Depois da gritaria, das audiências, do processo, do desmonte, Richard Serra entrou na última década do século passado com o olhar voltado para os clássicos.
Ele estava feliz em ver o final dos anos 80. O escultor americano, que morreu terça-feira aos 85 anos, foi apanhado nas guerras culturais da era Reagan com o “Tilted Arc”, uma placa de aço Cor-Ten curvo de 36 metros que cortava a Federal Plaza de Manhattan. Provocou indignação quase assim que foi instalado, em 1981. Seus colegas nova-iorquinos gritaram com ele na rua. As pessoas ligavam para seu loft na Duane Street com ameaças de morte. (Este jornal também nem sempre foi gentil.) A obra foi finalmente removida — na avaliação de Serra, destruída — em março de 1989. Dava para ver o apelo de uma viagem à Itália.

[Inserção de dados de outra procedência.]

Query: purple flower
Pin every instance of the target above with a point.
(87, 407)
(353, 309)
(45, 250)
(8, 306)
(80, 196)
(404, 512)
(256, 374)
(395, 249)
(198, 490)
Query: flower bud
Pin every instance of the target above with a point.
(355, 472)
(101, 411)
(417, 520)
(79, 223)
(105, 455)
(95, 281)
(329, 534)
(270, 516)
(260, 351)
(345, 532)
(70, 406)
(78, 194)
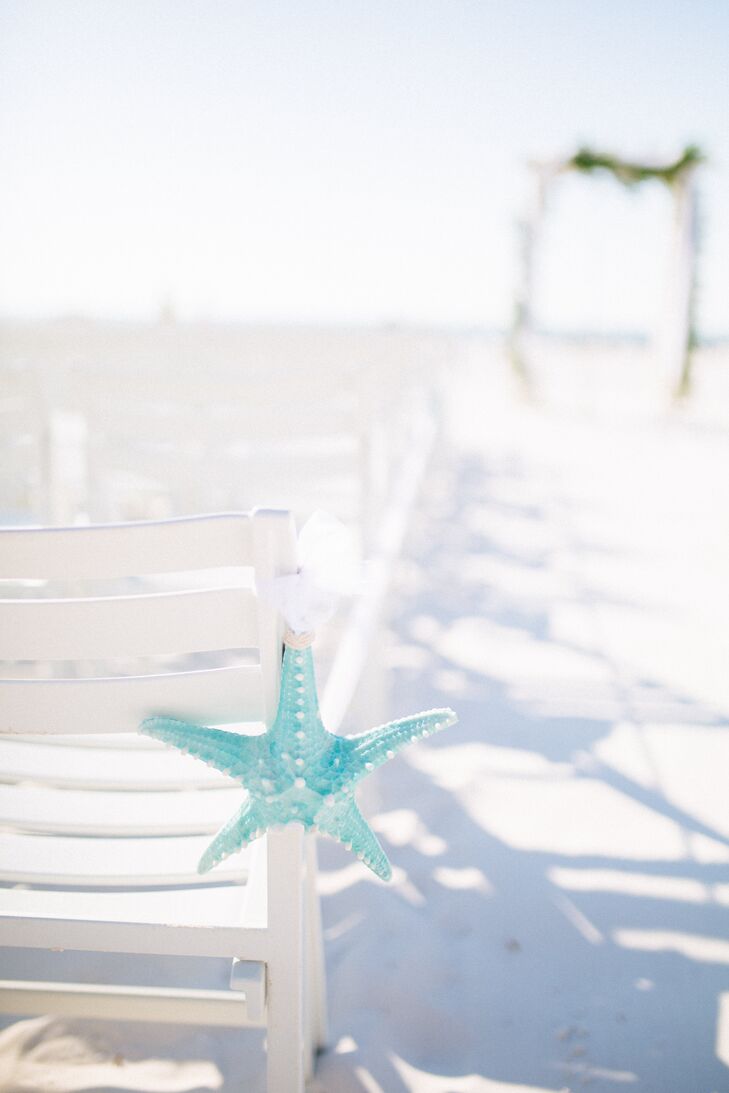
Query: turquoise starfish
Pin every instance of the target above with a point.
(297, 772)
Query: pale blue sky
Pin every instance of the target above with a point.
(349, 161)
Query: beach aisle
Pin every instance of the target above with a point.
(560, 908)
(561, 905)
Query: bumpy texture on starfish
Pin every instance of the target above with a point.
(296, 772)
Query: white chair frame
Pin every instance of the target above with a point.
(274, 937)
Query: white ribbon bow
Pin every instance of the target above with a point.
(328, 568)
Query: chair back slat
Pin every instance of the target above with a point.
(189, 621)
(126, 550)
(119, 704)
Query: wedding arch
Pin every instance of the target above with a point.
(677, 336)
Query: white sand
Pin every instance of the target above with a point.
(559, 916)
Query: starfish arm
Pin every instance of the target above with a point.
(248, 823)
(230, 752)
(376, 747)
(345, 823)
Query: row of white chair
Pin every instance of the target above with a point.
(100, 838)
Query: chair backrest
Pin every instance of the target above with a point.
(177, 625)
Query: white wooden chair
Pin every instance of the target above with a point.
(91, 869)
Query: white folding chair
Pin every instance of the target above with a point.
(101, 841)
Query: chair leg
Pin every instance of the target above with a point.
(285, 965)
(316, 983)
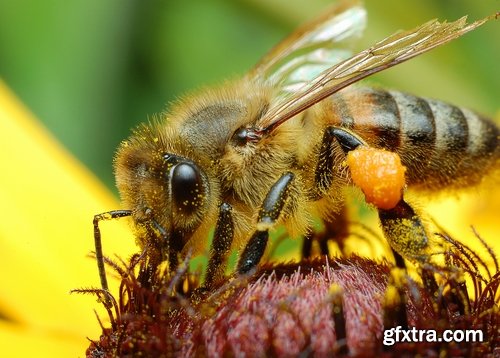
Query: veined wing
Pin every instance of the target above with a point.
(389, 52)
(313, 48)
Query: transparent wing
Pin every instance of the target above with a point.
(313, 48)
(389, 52)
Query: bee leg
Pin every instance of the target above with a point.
(401, 225)
(325, 169)
(324, 177)
(98, 245)
(223, 238)
(405, 232)
(269, 213)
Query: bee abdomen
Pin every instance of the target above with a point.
(440, 144)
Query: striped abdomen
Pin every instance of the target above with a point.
(441, 145)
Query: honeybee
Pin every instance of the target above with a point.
(269, 150)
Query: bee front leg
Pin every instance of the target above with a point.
(223, 238)
(97, 241)
(271, 209)
(401, 225)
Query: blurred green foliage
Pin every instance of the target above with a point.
(93, 69)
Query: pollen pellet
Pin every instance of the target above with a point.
(379, 174)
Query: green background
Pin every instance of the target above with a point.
(93, 69)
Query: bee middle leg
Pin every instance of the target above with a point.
(221, 244)
(270, 210)
(324, 176)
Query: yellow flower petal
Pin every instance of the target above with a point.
(47, 202)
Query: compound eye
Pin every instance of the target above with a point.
(187, 187)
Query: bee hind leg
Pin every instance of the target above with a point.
(401, 225)
(269, 213)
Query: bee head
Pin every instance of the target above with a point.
(166, 191)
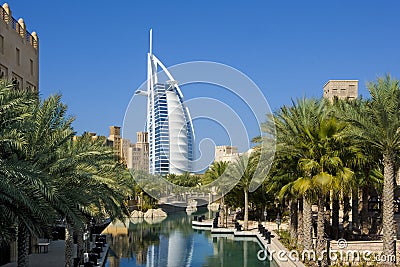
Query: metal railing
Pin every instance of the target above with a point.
(17, 27)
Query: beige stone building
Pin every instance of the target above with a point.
(226, 153)
(342, 89)
(19, 52)
(138, 154)
(121, 145)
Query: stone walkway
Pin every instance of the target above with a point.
(53, 258)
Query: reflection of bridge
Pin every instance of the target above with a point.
(186, 199)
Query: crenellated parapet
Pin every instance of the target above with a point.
(18, 26)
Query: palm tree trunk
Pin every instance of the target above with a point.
(80, 243)
(346, 211)
(22, 243)
(388, 226)
(335, 216)
(246, 210)
(355, 221)
(69, 245)
(293, 221)
(321, 243)
(300, 232)
(364, 210)
(307, 224)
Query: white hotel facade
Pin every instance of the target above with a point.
(169, 124)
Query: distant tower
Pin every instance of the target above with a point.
(168, 122)
(342, 89)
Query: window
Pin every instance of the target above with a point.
(31, 64)
(18, 55)
(3, 72)
(1, 44)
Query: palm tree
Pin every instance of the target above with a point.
(378, 126)
(216, 170)
(23, 194)
(243, 169)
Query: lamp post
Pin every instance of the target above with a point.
(265, 216)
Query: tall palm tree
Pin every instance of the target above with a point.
(216, 170)
(378, 126)
(23, 195)
(243, 169)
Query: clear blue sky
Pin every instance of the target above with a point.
(94, 52)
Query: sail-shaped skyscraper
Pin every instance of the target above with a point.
(169, 124)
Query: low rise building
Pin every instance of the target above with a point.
(19, 52)
(226, 153)
(342, 89)
(138, 154)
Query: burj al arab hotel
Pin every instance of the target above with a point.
(168, 124)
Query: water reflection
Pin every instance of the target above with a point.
(172, 242)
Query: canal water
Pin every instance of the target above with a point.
(173, 243)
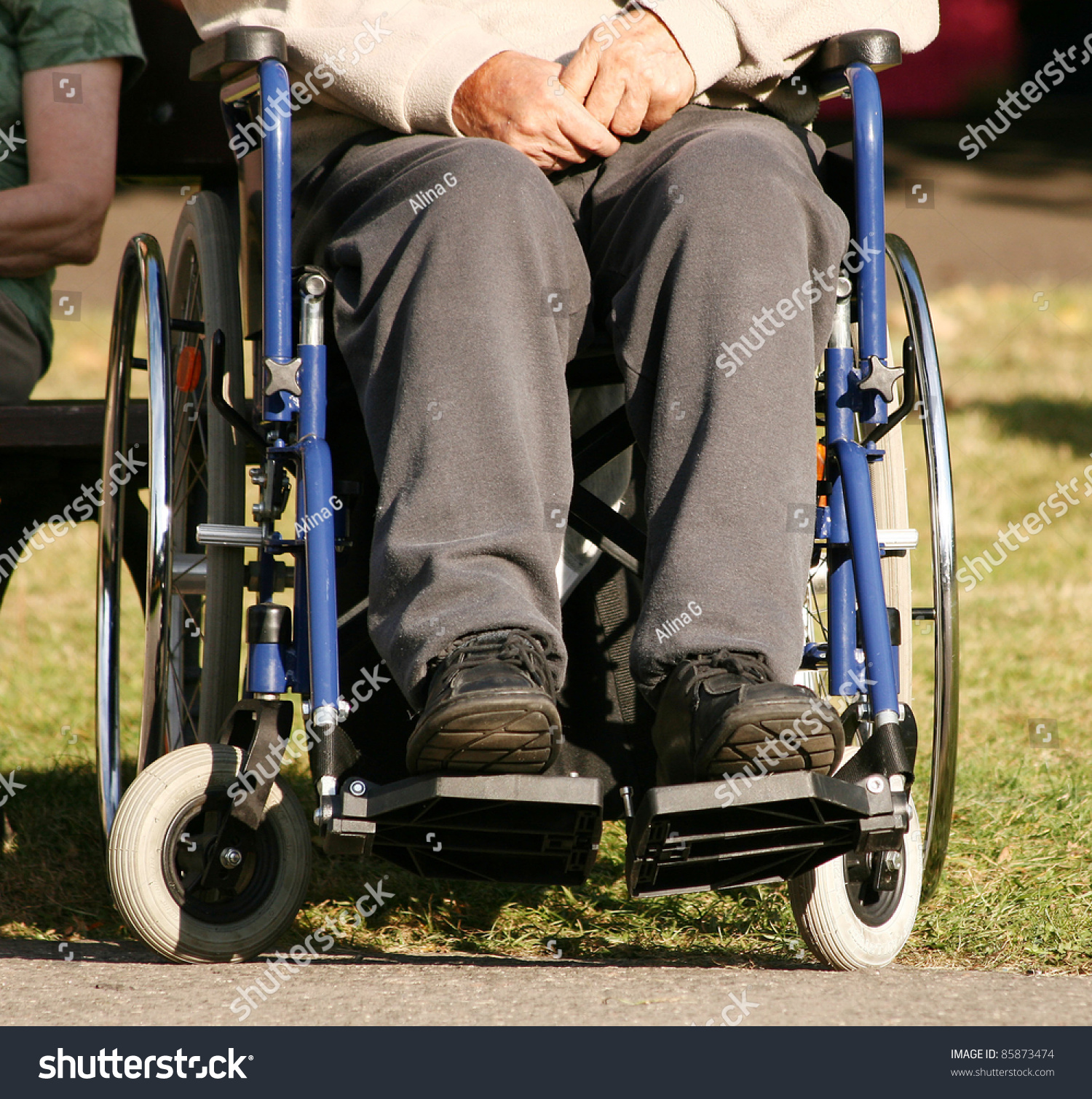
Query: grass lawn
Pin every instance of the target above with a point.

Em Roma, visitou San Carlo alle Quattro Fontane: capela projetada por Francesco Borromini que é um dos prêmios da arquitetura barroca, encimada por uma cúpula oval. “O espaço central é simplesmente uma elipse regular e as paredes que o rodeiam são verticais”, recordaria mais tarde. “Entrei e pensei: e se eu virar esse formulário sobre ele mesmo?”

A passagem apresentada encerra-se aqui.